A. General Considerations for Safety Case Development
A safety assurance case consists of three elements:
- Claim – A statement describing a property or capability of the system or subsystem.
- Argument – A rationale linking the evidence to the claim.
- Evidence – Supporting information validating the argument.
B. Hazard Analysis
The objective of the hazard analysis is to identify hazards and potential causes of the hazards.
| Infusion Pump System Hazards | System Hazard Definitions |
| Infusion Delivery Error | Intended medication selected and delivery attempted, but failure to deliver within the right time, dose, volume, patient, or anatomical or physiologic site specifications. This can include over-delivery, under-delivery or delay in delivery situations. |
| Incorrect Therapy | Failure to select or deliver the intended medication because the wrong substance was selected for delivery. |
| Biological/Chemical Contamination | Unintended contact with biological or chemical substance, or unintended patient or provider physiologic response to intended biological or chemical substance. |
| Traumatic Injury | Burns, cuts, abrasions, air embolisms, electric shock, etc. |
C. Performance Testing
Performance testing must incorporate statistical considerations—including hypotheses, sample size, power, controls, endpoints, and bias minimization. A 510(k) submission should include:
- The design requirement being verified and its importance to device function.

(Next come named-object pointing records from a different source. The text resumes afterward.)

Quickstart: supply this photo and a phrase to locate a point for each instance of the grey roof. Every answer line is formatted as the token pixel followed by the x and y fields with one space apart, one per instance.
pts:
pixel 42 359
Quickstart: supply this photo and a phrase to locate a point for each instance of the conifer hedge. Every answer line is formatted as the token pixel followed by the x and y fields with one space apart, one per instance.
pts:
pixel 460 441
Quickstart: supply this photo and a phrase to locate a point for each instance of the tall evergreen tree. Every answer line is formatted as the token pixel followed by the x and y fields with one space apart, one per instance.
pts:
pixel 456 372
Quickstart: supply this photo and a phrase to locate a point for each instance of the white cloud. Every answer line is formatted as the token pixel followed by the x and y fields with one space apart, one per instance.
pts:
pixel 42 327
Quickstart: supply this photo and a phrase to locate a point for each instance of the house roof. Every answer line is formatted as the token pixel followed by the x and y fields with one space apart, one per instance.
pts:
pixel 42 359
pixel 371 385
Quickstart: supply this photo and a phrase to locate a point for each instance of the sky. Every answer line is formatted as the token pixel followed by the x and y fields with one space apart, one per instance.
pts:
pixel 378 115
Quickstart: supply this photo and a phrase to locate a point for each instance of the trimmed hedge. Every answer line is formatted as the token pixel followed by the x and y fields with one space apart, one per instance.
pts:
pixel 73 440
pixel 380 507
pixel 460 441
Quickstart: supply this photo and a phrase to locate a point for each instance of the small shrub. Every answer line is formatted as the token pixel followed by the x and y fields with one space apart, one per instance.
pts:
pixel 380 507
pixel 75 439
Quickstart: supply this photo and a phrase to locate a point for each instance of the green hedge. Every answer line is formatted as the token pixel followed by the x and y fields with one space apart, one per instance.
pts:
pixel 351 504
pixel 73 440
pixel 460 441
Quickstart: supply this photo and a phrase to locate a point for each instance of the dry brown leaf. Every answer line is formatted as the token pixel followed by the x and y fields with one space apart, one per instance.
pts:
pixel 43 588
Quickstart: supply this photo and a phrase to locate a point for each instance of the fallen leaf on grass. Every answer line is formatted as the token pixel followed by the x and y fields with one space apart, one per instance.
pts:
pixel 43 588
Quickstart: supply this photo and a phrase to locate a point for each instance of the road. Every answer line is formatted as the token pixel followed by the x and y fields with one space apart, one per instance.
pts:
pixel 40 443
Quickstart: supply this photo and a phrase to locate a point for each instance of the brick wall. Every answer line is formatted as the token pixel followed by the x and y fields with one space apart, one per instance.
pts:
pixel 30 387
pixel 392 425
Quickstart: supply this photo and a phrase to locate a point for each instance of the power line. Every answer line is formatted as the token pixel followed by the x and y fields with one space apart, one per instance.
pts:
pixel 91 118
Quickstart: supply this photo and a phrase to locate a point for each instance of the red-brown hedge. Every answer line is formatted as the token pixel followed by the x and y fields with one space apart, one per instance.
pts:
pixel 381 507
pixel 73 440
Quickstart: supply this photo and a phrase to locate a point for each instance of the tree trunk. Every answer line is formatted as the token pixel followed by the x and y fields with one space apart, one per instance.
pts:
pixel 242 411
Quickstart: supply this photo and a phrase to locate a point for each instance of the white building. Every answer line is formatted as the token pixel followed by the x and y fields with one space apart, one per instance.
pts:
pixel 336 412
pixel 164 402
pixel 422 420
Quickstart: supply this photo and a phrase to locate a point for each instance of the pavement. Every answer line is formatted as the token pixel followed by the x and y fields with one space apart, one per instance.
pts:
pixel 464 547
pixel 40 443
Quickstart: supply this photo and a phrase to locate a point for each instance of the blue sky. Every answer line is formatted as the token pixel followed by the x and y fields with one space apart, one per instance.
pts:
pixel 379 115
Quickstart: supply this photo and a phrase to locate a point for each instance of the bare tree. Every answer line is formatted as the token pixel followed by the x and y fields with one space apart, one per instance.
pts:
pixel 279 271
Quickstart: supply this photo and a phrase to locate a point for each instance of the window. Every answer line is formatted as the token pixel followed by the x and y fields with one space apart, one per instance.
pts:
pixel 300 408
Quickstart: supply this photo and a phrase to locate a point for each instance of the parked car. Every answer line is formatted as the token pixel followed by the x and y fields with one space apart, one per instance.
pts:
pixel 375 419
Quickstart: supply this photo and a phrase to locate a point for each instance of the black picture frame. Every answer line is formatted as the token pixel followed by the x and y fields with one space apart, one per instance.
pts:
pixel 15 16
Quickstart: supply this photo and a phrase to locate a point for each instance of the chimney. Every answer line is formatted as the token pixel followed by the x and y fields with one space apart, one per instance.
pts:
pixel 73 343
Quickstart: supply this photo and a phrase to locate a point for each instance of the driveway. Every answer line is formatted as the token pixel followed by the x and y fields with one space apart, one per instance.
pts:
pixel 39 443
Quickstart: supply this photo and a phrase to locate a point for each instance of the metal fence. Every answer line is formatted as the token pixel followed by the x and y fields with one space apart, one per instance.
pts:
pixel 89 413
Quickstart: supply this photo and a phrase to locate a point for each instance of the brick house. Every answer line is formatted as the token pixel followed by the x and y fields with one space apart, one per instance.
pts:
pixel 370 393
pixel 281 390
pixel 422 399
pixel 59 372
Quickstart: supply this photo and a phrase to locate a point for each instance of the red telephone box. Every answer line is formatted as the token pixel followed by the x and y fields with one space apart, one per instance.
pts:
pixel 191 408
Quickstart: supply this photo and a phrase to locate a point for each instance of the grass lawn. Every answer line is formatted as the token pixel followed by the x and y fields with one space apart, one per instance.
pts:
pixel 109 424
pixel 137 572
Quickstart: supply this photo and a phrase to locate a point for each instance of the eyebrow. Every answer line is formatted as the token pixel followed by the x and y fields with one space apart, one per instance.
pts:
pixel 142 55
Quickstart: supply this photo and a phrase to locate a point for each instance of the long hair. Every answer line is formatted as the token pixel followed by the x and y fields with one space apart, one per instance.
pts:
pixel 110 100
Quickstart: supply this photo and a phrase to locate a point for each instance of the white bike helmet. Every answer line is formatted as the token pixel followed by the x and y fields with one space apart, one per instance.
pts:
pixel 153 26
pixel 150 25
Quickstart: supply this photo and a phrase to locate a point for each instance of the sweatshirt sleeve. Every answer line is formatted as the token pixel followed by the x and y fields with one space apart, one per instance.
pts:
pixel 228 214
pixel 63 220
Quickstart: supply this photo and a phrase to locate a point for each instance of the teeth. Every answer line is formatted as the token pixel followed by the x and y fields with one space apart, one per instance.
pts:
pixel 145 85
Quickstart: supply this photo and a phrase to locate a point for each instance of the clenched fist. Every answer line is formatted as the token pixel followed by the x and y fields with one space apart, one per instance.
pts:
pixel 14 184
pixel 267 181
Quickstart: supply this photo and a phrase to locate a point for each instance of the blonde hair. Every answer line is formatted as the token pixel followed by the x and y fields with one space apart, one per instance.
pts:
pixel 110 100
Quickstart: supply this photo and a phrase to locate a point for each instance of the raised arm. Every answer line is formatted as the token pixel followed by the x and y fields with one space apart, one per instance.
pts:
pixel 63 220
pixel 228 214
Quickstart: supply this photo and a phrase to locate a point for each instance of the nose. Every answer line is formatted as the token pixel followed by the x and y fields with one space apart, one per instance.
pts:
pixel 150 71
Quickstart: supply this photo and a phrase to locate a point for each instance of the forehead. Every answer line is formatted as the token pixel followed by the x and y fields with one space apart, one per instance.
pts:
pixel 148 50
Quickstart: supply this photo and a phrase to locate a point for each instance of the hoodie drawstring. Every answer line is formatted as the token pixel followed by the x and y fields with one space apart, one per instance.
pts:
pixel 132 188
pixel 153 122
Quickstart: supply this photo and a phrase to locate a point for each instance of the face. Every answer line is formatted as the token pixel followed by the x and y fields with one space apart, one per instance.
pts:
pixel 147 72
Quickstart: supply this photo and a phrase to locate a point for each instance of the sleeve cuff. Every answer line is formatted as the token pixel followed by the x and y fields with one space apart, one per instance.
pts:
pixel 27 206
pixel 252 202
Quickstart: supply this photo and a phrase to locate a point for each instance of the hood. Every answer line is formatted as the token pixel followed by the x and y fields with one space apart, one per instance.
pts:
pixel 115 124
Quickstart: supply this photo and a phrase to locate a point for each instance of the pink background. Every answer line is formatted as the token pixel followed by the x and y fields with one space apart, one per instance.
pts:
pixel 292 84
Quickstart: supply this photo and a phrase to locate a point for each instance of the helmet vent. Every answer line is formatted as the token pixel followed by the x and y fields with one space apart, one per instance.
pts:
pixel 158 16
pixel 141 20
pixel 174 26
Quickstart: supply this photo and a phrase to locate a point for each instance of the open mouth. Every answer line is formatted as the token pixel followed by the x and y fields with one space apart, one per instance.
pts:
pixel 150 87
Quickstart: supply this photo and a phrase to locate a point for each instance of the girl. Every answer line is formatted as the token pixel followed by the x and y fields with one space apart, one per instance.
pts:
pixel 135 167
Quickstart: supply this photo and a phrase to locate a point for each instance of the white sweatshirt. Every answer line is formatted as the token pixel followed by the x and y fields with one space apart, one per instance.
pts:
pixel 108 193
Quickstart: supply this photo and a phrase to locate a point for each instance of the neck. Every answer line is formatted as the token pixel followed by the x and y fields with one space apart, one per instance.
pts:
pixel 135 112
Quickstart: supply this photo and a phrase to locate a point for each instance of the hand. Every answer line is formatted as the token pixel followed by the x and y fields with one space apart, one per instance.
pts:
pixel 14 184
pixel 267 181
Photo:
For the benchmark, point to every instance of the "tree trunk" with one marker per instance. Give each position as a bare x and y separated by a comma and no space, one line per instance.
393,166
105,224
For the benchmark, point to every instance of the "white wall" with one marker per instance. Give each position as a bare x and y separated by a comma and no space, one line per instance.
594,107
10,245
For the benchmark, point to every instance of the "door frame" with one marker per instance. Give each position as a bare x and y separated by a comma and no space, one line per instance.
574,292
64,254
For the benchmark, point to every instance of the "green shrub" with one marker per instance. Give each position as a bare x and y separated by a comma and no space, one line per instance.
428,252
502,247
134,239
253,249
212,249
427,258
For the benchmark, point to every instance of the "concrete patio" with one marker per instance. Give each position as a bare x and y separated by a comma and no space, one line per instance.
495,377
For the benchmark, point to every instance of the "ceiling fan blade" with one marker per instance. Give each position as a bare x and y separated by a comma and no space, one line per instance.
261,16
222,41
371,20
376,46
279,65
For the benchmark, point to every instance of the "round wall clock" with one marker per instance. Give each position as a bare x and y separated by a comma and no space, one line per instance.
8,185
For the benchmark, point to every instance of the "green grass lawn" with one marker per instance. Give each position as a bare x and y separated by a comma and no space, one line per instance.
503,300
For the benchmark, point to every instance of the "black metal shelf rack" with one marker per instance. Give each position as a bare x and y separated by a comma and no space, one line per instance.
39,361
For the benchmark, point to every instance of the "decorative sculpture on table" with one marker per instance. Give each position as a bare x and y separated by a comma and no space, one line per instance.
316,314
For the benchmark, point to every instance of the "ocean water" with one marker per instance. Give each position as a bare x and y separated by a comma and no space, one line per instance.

- Description of the tested unit and its relation to the finished device.
- Justification for using prototypes or production‑equivalent units.
- Explicit acceptance criteria.
- Detailed verification methods, including test apparatus descriptions when relevant.
- Explanation of how testing simulates clinical use, when applicable.
- Test results.
- Analysis of those results.
- Clear conclusions based on the findings.
D. Labeling
In addition to the requirements in 21 CFR 801.109, labeling should include:
- Indications for use
- Cleaning and disinfection instructions for reusable pumps
- Alarm limits and ranges
- Default settings
- Full user interface representation
- Compatible or dedicated administration sets
- Reservoir capacity, flow rate options, infusion profiles, and residual volume
- Factors affecting flow accuracy (temperature, viscosity, pressure, etc.)
- Accuracy specifications across flow rates and bolus volumes
- Bolus delivery rate
- Description of permissible fluids
- Complete operating instructions
- Methods for verifying calibration
- Alarm and message descriptions with recommended user actions
- Warnings related to diagnostic procedures
- EMC-related information with reference to standards (e.g., IEC 60601‑1‑2)
- Details on RF wireless capabilities (if applicable)
- Information for users with disabilities, when relevant
E. Alarms
Alarms must be clearly communicated to users. FDA recommends compliance with IEC 60601‑1‑8 for medical alarm systems. Manufacturers should assess risks associated with false alarms and missed alarms.
F. Safety Control Mechanisms
Infusion pumps may include safety features intended to detect or prevent hazardous situations, such as:
- Power‑on self‑tests
- Battery functionality tests
- Stuck key evaluations
- Audible tone tests
- Pump mechanism failure checks
- Watchdog timer tests
- System integrity checks (CPU, ROM/RAM CRC tests)
- Air‑in‑line detection sensors
- Environmental sensors
- Sensor functionality checks
- Dose error reduction features attached to the pump, if any; and 11. Dose error reduction checks.